Compensations budgétaires aux payeurs nets parmi les nouveaux membres. Les Quinze restent divisés sur le principe même proposé par la Commission, selon lequel aucun des nouveaux membres ne devrait être en 2004 dans une situation financière nette moins favorable que celle de 2003. Si c'était le cas, des compensations budgétaires devraient être payées à ces pays afin d'équilibrer leur solde budgétaire. La Présidence danoise et la grande majorité des délégations soutiennent cette proposition, mais, selon au moins quatre pays (Royaume-Uni, Allemagne, Pays-Bas, Suède) il suffirait de veiller à ce que les nouveaux venus ne soient pas contributeurs net en 2004, sans devoir comparer leur situation financière de 2004 à celle de 2003.
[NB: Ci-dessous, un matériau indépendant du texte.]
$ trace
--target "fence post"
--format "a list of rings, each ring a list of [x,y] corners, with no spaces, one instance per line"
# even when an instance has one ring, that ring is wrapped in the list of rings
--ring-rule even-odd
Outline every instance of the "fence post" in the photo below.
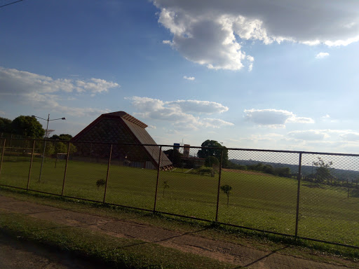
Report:
[[[218,188],[217,189],[217,207],[216,207],[216,219],[215,221],[218,221],[218,207],[219,206],[219,190],[221,188],[221,177],[222,177],[222,165],[223,163],[223,149],[222,149],[221,163],[219,164],[219,175],[218,176]]]
[[[111,156],[112,155],[112,144],[111,144],[111,148],[109,149],[109,164],[107,165],[107,174],[106,174],[106,184],[104,185],[104,204],[106,200],[106,191],[107,191],[107,182],[109,181],[109,166],[111,165]]]
[[[300,198],[300,179],[302,177],[302,153],[299,153],[299,166],[298,170],[298,188],[297,191],[297,214],[295,217],[295,237],[298,237],[298,221],[299,220],[299,198]]]
[[[156,202],[157,202],[157,191],[158,190],[158,179],[160,178],[160,165],[161,165],[161,153],[162,153],[162,146],[160,146],[160,153],[158,155],[158,166],[157,167],[157,180],[156,181],[156,193],[154,194],[154,213],[156,212]]]
[[[32,144],[32,151],[31,153],[30,167],[29,168],[29,177],[27,177],[27,186],[26,186],[26,191],[29,191],[29,186],[30,184],[31,168],[32,167],[32,160],[34,160],[34,150],[35,150],[35,139],[34,139],[34,144]]]
[[[3,160],[4,160],[4,152],[5,151],[5,144],[6,142],[6,139],[4,139],[4,144],[3,144],[3,151],[1,152],[1,161],[0,161],[0,174],[1,174],[1,167],[3,166]]]
[[[70,155],[70,146],[71,142],[69,142],[69,145],[67,146],[67,156],[66,156],[66,164],[65,165],[64,180],[62,181],[62,191],[61,191],[61,196],[63,196],[64,195],[65,181],[66,180],[66,173],[67,172],[67,163],[69,163],[69,156]]]

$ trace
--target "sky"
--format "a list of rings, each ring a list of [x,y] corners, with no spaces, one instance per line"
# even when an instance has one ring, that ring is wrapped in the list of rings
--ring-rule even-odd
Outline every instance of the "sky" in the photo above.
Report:
[[[357,0],[24,0],[0,25],[0,117],[75,135],[124,111],[160,144],[359,153]]]

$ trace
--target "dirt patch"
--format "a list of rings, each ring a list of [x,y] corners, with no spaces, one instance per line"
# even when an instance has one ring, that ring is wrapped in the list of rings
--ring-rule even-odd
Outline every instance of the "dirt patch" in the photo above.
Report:
[[[1,269],[95,269],[93,263],[31,242],[0,235]]]
[[[50,221],[68,226],[82,227],[126,238],[181,250],[182,251],[215,258],[250,268],[343,268],[338,264],[321,263],[273,251],[264,251],[238,244],[205,238],[196,235],[202,230],[187,233],[168,230],[150,225],[137,223],[134,219],[114,219],[79,213],[17,200],[0,196],[0,208],[11,212],[22,213],[34,218]],[[350,264],[348,263],[350,266]],[[346,266],[347,267],[347,266]]]

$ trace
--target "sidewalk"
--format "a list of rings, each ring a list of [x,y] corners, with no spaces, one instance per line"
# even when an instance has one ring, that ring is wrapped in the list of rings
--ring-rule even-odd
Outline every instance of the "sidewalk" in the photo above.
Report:
[[[196,233],[202,230],[179,233],[136,222],[136,219],[115,219],[72,212],[34,202],[20,201],[0,196],[0,208],[9,212],[22,213],[29,216],[68,226],[82,227],[107,235],[135,238],[144,242],[191,252],[218,261],[249,268],[345,268],[339,265],[322,263],[273,251],[263,251],[247,246],[205,238]],[[144,243],[145,244],[145,243]],[[290,247],[285,247],[285,248]]]

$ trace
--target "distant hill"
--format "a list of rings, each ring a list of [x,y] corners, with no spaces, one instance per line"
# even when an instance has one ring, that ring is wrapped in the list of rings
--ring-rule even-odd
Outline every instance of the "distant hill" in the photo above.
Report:
[[[257,165],[257,163],[262,163],[263,165],[269,165],[273,166],[274,168],[276,167],[289,167],[290,169],[290,172],[292,174],[297,174],[299,171],[298,165],[289,165],[287,163],[271,163],[271,162],[260,162],[258,160],[236,160],[236,159],[230,159],[229,161],[236,163],[237,165]],[[315,166],[311,165],[302,165],[302,174],[303,176],[306,176],[316,172]],[[312,172],[313,171],[313,172]],[[332,174],[338,177],[339,179],[349,179],[349,180],[357,180],[359,179],[359,171],[353,171],[353,170],[345,170],[341,169],[332,169],[331,172]]]

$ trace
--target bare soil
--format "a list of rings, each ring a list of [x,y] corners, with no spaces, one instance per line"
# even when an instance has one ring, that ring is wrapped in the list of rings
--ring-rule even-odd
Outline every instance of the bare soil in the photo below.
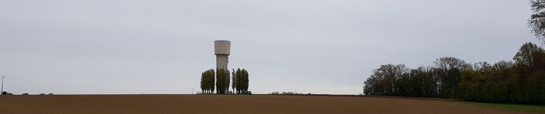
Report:
[[[449,101],[236,95],[6,95],[0,113],[536,113]]]

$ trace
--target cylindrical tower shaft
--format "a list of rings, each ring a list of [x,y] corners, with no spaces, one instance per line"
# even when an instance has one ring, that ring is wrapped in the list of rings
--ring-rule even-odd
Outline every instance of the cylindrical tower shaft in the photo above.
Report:
[[[216,68],[229,69],[229,55],[231,52],[231,42],[228,41],[214,41],[214,54],[216,55]]]

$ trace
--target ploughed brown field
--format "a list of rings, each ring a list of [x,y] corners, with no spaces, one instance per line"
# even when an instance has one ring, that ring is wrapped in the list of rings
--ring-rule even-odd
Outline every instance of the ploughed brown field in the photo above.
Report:
[[[448,101],[278,95],[0,96],[0,113],[535,113]]]

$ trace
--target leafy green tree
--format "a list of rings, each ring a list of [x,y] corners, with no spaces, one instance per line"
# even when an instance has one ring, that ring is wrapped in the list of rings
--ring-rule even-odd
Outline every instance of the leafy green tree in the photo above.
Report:
[[[537,39],[545,43],[545,0],[531,0],[530,6],[534,14],[528,19],[528,26]]]
[[[233,88],[233,93],[238,94],[238,93],[237,93],[236,91],[235,91],[235,89],[238,89],[238,88],[237,88],[237,82],[238,81],[238,79],[237,78],[236,75],[237,72],[235,72],[235,69],[233,69],[233,72],[232,72],[231,73],[232,73],[232,75],[233,75],[233,76],[231,77],[232,77],[231,78],[233,79],[232,81],[232,83],[231,83],[231,88]]]
[[[226,94],[229,90],[231,74],[229,70],[217,69],[216,70],[216,91],[218,94]]]

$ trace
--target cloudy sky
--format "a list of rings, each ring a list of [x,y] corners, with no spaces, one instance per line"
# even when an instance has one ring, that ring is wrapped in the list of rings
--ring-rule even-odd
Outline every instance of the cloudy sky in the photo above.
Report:
[[[253,93],[349,95],[382,64],[495,63],[537,43],[528,1],[1,3],[0,75],[15,94],[190,93],[141,90],[200,90],[216,40],[232,42],[229,68],[249,71]]]

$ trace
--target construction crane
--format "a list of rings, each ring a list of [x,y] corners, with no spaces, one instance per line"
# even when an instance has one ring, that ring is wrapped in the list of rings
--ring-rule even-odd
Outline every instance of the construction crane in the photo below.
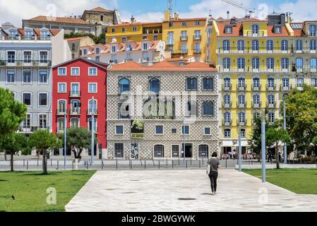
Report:
[[[237,8],[239,8],[241,9],[244,9],[246,11],[246,13],[249,13],[249,15],[250,16],[250,17],[251,16],[252,13],[255,13],[255,8],[252,9],[251,8],[248,8],[247,6],[244,6],[243,4],[241,3],[238,3],[237,1],[232,1],[232,0],[221,0],[223,2],[227,3],[227,4],[232,5],[233,6],[235,6]]]

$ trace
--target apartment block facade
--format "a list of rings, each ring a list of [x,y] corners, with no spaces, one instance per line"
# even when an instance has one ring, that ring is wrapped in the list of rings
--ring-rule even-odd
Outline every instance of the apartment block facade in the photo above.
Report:
[[[152,65],[171,57],[165,51],[165,43],[161,40],[144,40],[119,43],[115,39],[107,44],[85,46],[80,48],[81,56],[108,64],[133,61]]]
[[[0,86],[28,106],[20,132],[52,131],[52,66],[68,59],[65,47],[63,30],[0,30]]]
[[[186,158],[201,159],[217,151],[215,69],[131,61],[110,66],[107,80],[109,157],[179,158],[184,147]]]
[[[107,66],[106,64],[78,58],[54,67],[52,107],[53,133],[64,133],[65,123],[66,128],[83,127],[90,131],[94,126],[98,140],[95,150],[105,151]],[[90,155],[89,150],[85,150],[83,154]]]
[[[316,86],[314,30],[316,23],[292,23],[284,13],[212,21],[210,62],[221,84],[222,153],[237,150],[239,133],[246,153],[255,117],[265,109],[273,123],[282,117],[283,97],[292,89]]]

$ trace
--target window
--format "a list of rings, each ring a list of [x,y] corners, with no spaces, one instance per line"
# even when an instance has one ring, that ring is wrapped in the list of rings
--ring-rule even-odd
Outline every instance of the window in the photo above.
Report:
[[[15,51],[8,51],[8,63],[14,64],[16,63],[16,52]]]
[[[187,78],[186,89],[188,91],[196,91],[197,90],[197,78]]]
[[[208,145],[203,144],[198,146],[198,157],[199,158],[209,157],[209,146]]]
[[[66,100],[59,100],[57,112],[59,114],[66,113]]]
[[[32,52],[24,51],[23,52],[23,63],[30,64],[32,61]]]
[[[77,118],[71,119],[71,127],[79,128],[79,119]]]
[[[244,58],[239,57],[237,59],[237,62],[238,62],[238,69],[244,69],[246,66]]]
[[[252,50],[253,51],[258,51],[259,45],[258,40],[253,40],[252,41]]]
[[[203,129],[203,133],[205,135],[210,135],[211,134],[210,127],[205,127]]]
[[[274,69],[274,58],[268,57],[266,59],[266,68],[268,69]]]
[[[229,138],[231,137],[231,129],[225,129],[224,130],[224,136],[226,138]]]
[[[66,93],[66,83],[59,83],[59,93]]]
[[[30,70],[23,70],[23,83],[31,83],[32,78],[31,78],[31,71]]]
[[[231,62],[230,58],[225,57],[222,59],[223,69],[227,69],[227,70],[230,69],[230,62]]]
[[[274,42],[273,40],[266,41],[266,50],[273,51],[273,48],[274,48]]]
[[[158,94],[160,93],[160,80],[152,78],[149,81],[149,91]]]
[[[90,76],[97,76],[97,69],[96,68],[90,68],[88,69],[88,74]]]
[[[238,40],[238,51],[244,51],[244,41]]]
[[[296,68],[298,69],[303,69],[303,59],[302,58],[297,58],[296,59]]]
[[[276,34],[282,33],[282,28],[281,27],[275,27],[275,33]]]
[[[154,157],[165,157],[164,145],[154,145]]]
[[[22,126],[23,128],[31,127],[31,114],[27,114],[25,116],[25,119],[22,121]]]
[[[203,78],[203,90],[213,90],[213,78]]]
[[[47,93],[39,94],[39,106],[47,106]]]
[[[226,34],[232,34],[232,27],[231,27],[231,26],[226,26],[225,33]]]
[[[58,119],[57,133],[62,133],[65,130],[65,121],[64,118]]]
[[[311,69],[317,69],[317,59],[316,58],[311,59]]]
[[[88,93],[96,93],[97,92],[97,83],[88,83]]]
[[[223,50],[224,51],[230,50],[230,41],[229,41],[229,40],[223,41]]]
[[[281,42],[281,48],[282,48],[282,51],[287,51],[288,50],[287,40],[282,40]]]
[[[260,69],[260,58],[258,57],[252,58],[252,69],[253,70]]]
[[[118,105],[118,115],[119,119],[130,119],[130,107],[127,104],[120,103]]]
[[[47,127],[47,115],[39,115],[39,126],[42,129],[46,129]]]
[[[317,42],[316,40],[311,40],[309,42],[309,46],[310,46],[311,50],[312,50],[312,51],[316,50],[316,49],[317,49],[316,42]]]
[[[23,93],[22,95],[22,101],[23,104],[27,106],[31,106],[31,94],[30,93]]]
[[[16,83],[16,71],[6,71],[6,83]]]
[[[252,34],[258,35],[258,25],[256,24],[252,25]]]
[[[116,126],[116,135],[124,134],[124,126]]]
[[[66,76],[66,68],[59,68],[58,69],[59,76]]]
[[[40,83],[47,83],[47,71],[40,71]]]
[[[114,158],[124,158],[124,145],[123,143],[114,144]]]
[[[289,68],[288,58],[282,58],[281,63],[282,63],[282,69],[287,69],[288,70],[288,68]]]
[[[179,145],[172,145],[172,157],[179,157]]]
[[[130,80],[124,78],[119,81],[119,93],[122,93],[124,92],[130,91]]]
[[[242,138],[246,138],[246,129],[240,129],[240,136]]]
[[[71,68],[72,76],[79,76],[79,68]]]
[[[48,60],[48,52],[40,52],[40,63],[46,64]]]
[[[268,122],[273,124],[275,121],[275,114],[274,112],[270,112],[268,114]]]
[[[214,104],[212,101],[205,101],[203,103],[203,116],[213,116]]]
[[[309,25],[309,34],[311,36],[316,35],[316,25]]]
[[[181,126],[181,134],[185,134],[185,135],[189,134],[189,126]]]
[[[163,126],[155,126],[155,134],[163,134]]]
[[[296,40],[296,50],[297,51],[303,50],[303,41],[300,40]]]

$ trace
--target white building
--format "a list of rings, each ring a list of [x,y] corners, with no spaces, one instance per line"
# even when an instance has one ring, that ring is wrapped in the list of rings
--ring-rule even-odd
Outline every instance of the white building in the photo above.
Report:
[[[162,40],[144,40],[119,43],[113,39],[108,44],[83,47],[80,50],[82,57],[107,64],[134,61],[143,65],[152,65],[171,58],[171,52],[165,52],[165,43]]]
[[[47,28],[0,30],[0,87],[28,106],[20,132],[52,131],[52,68],[71,56],[64,35]]]

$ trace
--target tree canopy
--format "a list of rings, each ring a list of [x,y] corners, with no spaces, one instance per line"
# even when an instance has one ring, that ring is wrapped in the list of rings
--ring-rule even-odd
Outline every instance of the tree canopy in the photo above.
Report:
[[[0,136],[16,131],[27,110],[24,104],[14,100],[9,90],[0,88]]]

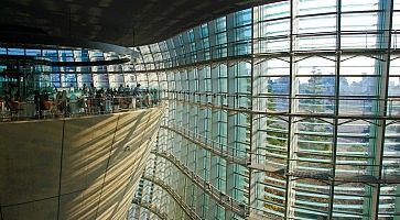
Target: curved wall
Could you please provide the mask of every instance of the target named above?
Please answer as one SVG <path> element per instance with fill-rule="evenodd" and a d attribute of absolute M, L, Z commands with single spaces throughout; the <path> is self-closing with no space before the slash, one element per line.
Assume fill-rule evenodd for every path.
<path fill-rule="evenodd" d="M 256 219 L 400 218 L 399 15 L 399 0 L 281 1 L 141 46 L 137 75 L 169 99 L 156 151 Z M 147 170 L 204 219 L 246 218 L 160 156 Z"/>
<path fill-rule="evenodd" d="M 0 123 L 1 219 L 126 219 L 161 116 Z"/>

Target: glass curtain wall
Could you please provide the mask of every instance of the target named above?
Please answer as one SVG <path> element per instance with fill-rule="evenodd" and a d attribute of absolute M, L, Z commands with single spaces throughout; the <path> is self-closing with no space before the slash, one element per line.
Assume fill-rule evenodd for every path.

Monitoring et clause de sauvegarde. Les Quinze soutiennent globalement l'approche de la Commission visant à renforcer le système de monitoring, qui devrait permettre d'exercer la pression nécessaire sur les candidats qui montreraient des faiblesses dans leur préparation en 2003. Quant à la clause de sauvegarde « spéciale » qui - selon la Commission - irait au-delà du simple domaine économique pour inclure notamment la justice et les affaires intérieures, elle a également reçu l'approbation de la majorité des délégations, mais les Pays-Bas (soutenus par la Finlande, semble-t-il) ont insisté sur un renforcement supplémentaire. Ainsi: - la clause devrait couvrir un maximum de domaines, de préférence l'ensemble de l'acquis communautaire; - la période pendant laquelle elle pourra être déclenchée devrait être étendue au-delà des deux ans proposés par la Commission ; - les Etats membres devraient avoir leur mot à dire dans la décision sur la cessation des mesures prises suite au déclenchement de la clause.